The EstAP fusion proteins derived from pEstAβ-estAP and pEstAβL-estAP as well as EstA from pHERD26T-estA were produced in P. stutzeri A15 cells. Both expression and cell surface display could be confirmed for all proteins by analyzing samples derived from whole cell proteinase K assays with SDS-PAGE and Western blot using α-EstA serum (Figure 1C). Cell integrity in these samples was monitored by testing GroEL as a negative control protein. Furthermore, the functionality of the fusion proteins was tested by assessing the esterase activity of whole cells (Figure 1D). The data revealed the expected lower esterase activity of cells containing pHERD26T-estA or pEstAβL-estAP as compared to cells containing pEstAβ-estAP. This was expected since the 5′ UTR of these constructs is different. More surprising was the observation that the whole cell esterase activity differed between cells containing pHERD26T-estA and pEstAβL-estAP. The esterase activity level of the latter did not even significantly differ from the empty vector (EV) negative control. Western blot analysis however revealed that the protein level of EstAP derived from pEstAβL-estAP is much lower than the level of EstA (Figure 1C). Moreover, the analysis of the esterase activity of membrane fractions (MFs) containing equal amounts of EstA or EstAP (Additional file 1: Figure S1) revealed that both proteins showed similar esterase activities (Figure 1E) and that this activity was membrane-associated.
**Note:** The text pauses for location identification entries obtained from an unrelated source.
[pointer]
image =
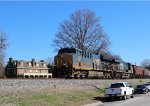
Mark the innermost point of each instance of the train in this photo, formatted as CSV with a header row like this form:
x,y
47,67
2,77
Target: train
x,y
76,63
Despite the similarities between the EstAP fusion proteins and EstA, we could observe a difference in stability of the passenger domain. We have previously shown that also the passenger domain of EstA and not only the β-barrel domain shows a heat modifiability shift, indicative of its relatively high stability . Heat modifiability analysis showed that this shift could not be seen for the passenger domain of the EstAP fusion proteins. This is indicative of a less stable passenger domain in the EstAP fusion proteins (Additional file 2: Figure S2). The presence of the E-tag and the SfiI sites are likely to be responsible for the lowered stability of the passenger domain of EstAP compared to the one of EstA. Presumably they are also accountable for the difference in protein levels between pHERD26T-estA and pEstAβL containing cells.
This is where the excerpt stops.